Logo
< Kitle eylemine önderlik alanındaki zayıflıkları aşmalıyız! - M.Efe

Kalıpları kıralım yoldaşlar! - D.Yılmaz


Kalıpları kıralım yoldaşlar!

D. Yılmaz

“Kalıpları kırmak”, IV. Parti Kongresi’nin özel vurgularından biri oldu. Parti eğer kabuğunu kırıp serpilip güçlenecekse, her bakımdan kendisini sınırlayan yıllar içerisinde oturmuş kalıplarını kırmalıydı. Bu da düşüncede, eylemde, örgütte baştan aşağı bir iddia, ruh ve yenilenme çabası demekti. Parti işçi sınıfına yakışır bir politika, eylem ve örgütlenme kapasitesine kavuşmalı, bunun için de, her türlü darlık devrimci bir tarzda aşılmalıydı. İşte kongre bu temel düşüncelerle, partiye, parti örgütlerine, kadrolarına “kalıpları kırın” çağrısı yapıyordu.

IV. Kongre’nin üzerinden uzunca sayılabilecek bir zaman geçti. Bu arada Haziran Direnişi gibi ülkedeki siyasal şartları baştan aşağı değiştiren, böylelikle onyılları bulan zor dönemin artık bir parça aşılmasını sağlayan sarsıcı bir olay yaşadık. Peki aradan geçen bunca zaman içerisinde ve nispeten ortaya çıkan bu olumlu şartlarda, bu çağrıya hem tek tek kadrolar olarak hem de parti örgütleri olarak ne kadar yanıt verebildik? Her şeyi eskisi gibi sürdürüyor muyuz, yoksa değişim yolunda mıyız? Değişiyorsak aldığımız mesafe, yüzyüze kaldığımız zorluklar nelerdir? Her şey eskisi gibi sürüyorsa neden? Çıkış için bir yol mu bulamıyoruz, bunu yapacak gücümüz mü yok? Alışkanlıkların gücü mü, kadrosal yetmezlikler mi, nesnel zorluklar mı?

Sorular çoğaltılabilir. Fakat burada özellikle önemli olan, bu soruları soruyor, parti örgütlerimi ve kadrolar olarak kendimizi bu sorularla tartıyor, değerlendirebiliyor muyuz? Sorunlarımızı bu genel politik-örgütsel çerçeve içerisinde tanımlayabiliyor muyuz? Eğer bu sorulara olumlu bir yanıtımız varsa, zayıflıklarımıza rağmen yolumuz açık demektir. Fakat yanıtımız olumsuzsa, bu mesafe almakta zorlanacağımızı gösterir. Çünkü sorunlarını anlama çabası gösteremeyenler, onları aşma gücü ve olanağı bulamazlar. Bunun için burada tek tek kadrolar ve parti örgütlerine bu soruları sormaya, çalışma ve örgütsel yaşamlarını bu temelde sorgulamaya çağırıyoruz.

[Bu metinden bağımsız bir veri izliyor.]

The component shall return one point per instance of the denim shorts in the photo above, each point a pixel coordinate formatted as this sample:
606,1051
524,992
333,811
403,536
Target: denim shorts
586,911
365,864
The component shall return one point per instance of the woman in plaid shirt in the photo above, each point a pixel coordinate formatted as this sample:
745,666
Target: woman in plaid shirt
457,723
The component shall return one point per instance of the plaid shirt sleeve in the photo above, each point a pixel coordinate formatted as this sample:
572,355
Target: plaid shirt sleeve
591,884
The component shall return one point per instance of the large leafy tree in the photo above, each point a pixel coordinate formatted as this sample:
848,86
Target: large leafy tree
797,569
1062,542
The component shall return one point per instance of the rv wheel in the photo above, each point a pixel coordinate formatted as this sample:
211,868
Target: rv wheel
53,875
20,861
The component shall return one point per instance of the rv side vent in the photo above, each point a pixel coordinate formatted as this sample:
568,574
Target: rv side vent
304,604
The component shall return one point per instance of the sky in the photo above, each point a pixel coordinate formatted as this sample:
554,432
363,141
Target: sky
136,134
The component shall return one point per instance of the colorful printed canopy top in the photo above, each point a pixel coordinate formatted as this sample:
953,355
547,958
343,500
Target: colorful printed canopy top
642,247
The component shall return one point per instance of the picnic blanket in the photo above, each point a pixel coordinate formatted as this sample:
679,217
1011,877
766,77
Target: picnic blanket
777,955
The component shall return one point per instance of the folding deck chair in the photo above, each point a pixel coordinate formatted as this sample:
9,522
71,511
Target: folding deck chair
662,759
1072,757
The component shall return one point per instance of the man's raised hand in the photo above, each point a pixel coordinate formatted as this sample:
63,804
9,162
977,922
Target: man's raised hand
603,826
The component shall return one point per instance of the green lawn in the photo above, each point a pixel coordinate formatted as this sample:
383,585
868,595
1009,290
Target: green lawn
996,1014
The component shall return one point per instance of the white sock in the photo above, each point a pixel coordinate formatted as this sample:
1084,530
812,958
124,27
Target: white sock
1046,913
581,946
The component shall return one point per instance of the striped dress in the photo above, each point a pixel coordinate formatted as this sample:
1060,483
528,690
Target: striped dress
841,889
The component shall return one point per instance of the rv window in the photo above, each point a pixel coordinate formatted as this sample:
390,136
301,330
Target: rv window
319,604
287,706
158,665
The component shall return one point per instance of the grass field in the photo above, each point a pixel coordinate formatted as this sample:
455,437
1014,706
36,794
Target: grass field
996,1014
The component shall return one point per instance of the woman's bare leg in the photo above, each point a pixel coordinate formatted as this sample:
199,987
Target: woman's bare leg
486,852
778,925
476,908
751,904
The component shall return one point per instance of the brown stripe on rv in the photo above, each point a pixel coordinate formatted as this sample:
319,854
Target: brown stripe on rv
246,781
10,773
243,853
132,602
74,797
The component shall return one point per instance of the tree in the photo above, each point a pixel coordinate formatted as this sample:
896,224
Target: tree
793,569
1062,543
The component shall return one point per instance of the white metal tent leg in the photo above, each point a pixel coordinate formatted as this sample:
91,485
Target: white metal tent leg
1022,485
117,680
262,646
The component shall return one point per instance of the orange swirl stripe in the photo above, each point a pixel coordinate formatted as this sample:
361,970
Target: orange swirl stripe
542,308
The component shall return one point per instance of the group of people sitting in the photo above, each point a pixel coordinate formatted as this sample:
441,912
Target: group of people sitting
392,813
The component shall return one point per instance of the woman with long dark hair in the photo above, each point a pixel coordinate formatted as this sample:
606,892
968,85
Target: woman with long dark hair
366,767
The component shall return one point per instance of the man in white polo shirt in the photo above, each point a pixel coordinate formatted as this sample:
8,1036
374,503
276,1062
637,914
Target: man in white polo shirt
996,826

Bununla birlikte, bazı gözlemlerden hareketle, bu tür bir sorgulamayı kolaylaştırması bakımından bazı temel noktalar üzerinde durmak istiyoruz. Bunu özellikle, partide yer yer karşımıza çıkan, gelişmemizin önüne engel olarak çıkan bazı davranış kalıpları üzerinden yapmak istiyoruz.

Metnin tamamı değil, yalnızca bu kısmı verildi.